I handed Lacoste the receipt. He discreetly flashed his badge at one of the clerks, who abandoned his customer with a murmured apology and came over to us.

After a quick conversation, the clerk went back behind his counter and picked up a phone. Lacoste explained. “He has to call his boss. We may be lucky today.” He pointed to a camera that was mounted over the cash register. “There have been robberies here, so last year they put in those. They keep the tapes for a long time, he says.”

“How long?” I asked, even now doubtful we could get that lucky.

Lacoste spread his arms out expansively. “That, we will find out.”
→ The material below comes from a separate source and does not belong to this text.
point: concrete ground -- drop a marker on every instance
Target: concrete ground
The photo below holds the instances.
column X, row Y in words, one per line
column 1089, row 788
Fifteen minutes later, a short, fat, blotchy-faced man arrived, irritable and out of breath. He led us into a small, windowless back room, one wall of which had several closed-circuit television screens mounted near the ceiling. On a counter beneath them was a large console with a touch-pad keyboard mounted on its surface. The man took the receipt from Lacoste, read the time and date, and punched some numbers onto the playback machine. The TV image directly above us suddenly went haywire, streaked by the effects of a tape in fast rewind. About four minutes later, the tape stopped, paused, and then suddenly came to life.

Before us was the same scene as before-the counter, the cash register, the back of a clerk in his smock-but we could tell from the reflections off the distant windows that it was night. We watched as a line of people took their turn in front of the camera.

“There,” I suddenly said, both stunned that such a long shot had paid off and unsure of what it meant.

The store owner hit a button and froze the image.

“Who is it?” Spinney asked about the middle-aged man standing alone with his wallet in his hand, a small pile of candy and soda spread out before him.

The image was made doubly odd in that it so closely matched what we had back in Brattleboro-on the tape I’d made of the traffic stop on the interstate. “His name’s Edward Diep.”